Neben seiner Chat-Funktion hat WhatsApp allerdings ein weiteres Feature zu bieten, das der Plattform überhaupt diese Dynamik verschaffte: Die App greift auf das Adressbuch des Handys zu – in früheren Versionen sogar ungefragt – und lädt es auf den WhatsApp-Server. Dort versammelten sich schnell die Adressbuchdaten von Millionen von Nutzern, und WhatsApp konnte daraus ermitteln, wer wen kennt und wer davon ebenfalls WhatsApp-Nutzerin ist. Auf diese Weise konnte die Plattform ihren Nutzerinnen sofort anzeigen, wem sie auf der Stelle Nachrichten schreiben können. Ein strategischer Schritt, der ihnen viel Kritik von Datenschützern und diesen unglaublichen Erfolg beschert hat.

Die Art, wie WhatsApp an seine Netzwerkeffekte gekommen ist, sollte alle, die sich mit dezentralen Netzwerken befassen, aufhorchen lassen. Denn die vielen dezentral auf Handys von Benutzern lagernden Adressbücher sind nichts anderes als ein latent vorhandenes, dezentrales soziales Netzwerk – das WhatsApp nur angezapft und für die Nutzer erschlossen hat. WhatsApp legte sich wie ein Application-Layer auf dieses bereits bestehende soziale Netzwerk.

Und hierin liegt der Designfehler vieler dezentraler Social-Network-Ansätze wie zum Beispiel Diaspora. Ihr Ansatz ist oft davon geprägt, dass sie versuchen, sich als besonders datenschutzfreundliche Alternative zu Facebook zu positionieren. Aus diesem Grund führen sie viele strikte Privacy-Features ein und schotten die Nutzerinnen gegeneinander ab. Das macht es jedoch schwierig bis unmöglich, seine Freunde oder bestimmte Personen auf solchen Plattformen zu finden. Die meisten dezentralen Ansätze gleichen konzeptionell eher Anti-Social-Networks.
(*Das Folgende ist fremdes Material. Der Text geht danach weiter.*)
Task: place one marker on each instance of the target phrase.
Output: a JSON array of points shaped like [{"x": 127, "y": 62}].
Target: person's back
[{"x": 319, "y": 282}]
WhatsApp hat dagegen vieles richtig gemacht, aber dann die dezentralen Daten wieder im eigenen System zentralisiert und eingesperrt – der Lock-in war wieder da. Hätte es die Adressbuchdaten öffentlich gehalten – sie zum Beispiel auf einem oder mehreren Servern offen gelagert –, dann hätte niemand die Daten wieder zentral einsperren können. Mit offenen Daten hätte WhatsApp seinen zentralen Chatservice-Layer über das dezentrale soziale Netzwerk legen können und die Daten wären weiterhin für Dritte nutzbar. Für ihr Geschäftsmodell wäre es allerdings tödlich gewesen. Dezentrale Ansätze können nur funktionieren, wenn die Daten offen bleiben. Nur offene Daten sind einerseits zentral durchsuchbar und andererseits nicht vereinnahmbar; so wie Google das Web zwar durchsuchbar macht, aber nicht andere daran hindern kann, dasselbe zu tun; so wie die Bittorrent-Suchmaschine The Pirate Bay alle Torrents trackt, aber eben nicht exklusiv, und so wie jeder RSS-Reader die Inhalte von Blogs individuell zusammenstellt, ohne andere daran zu hindern, sie völlig anders aufzubereiten.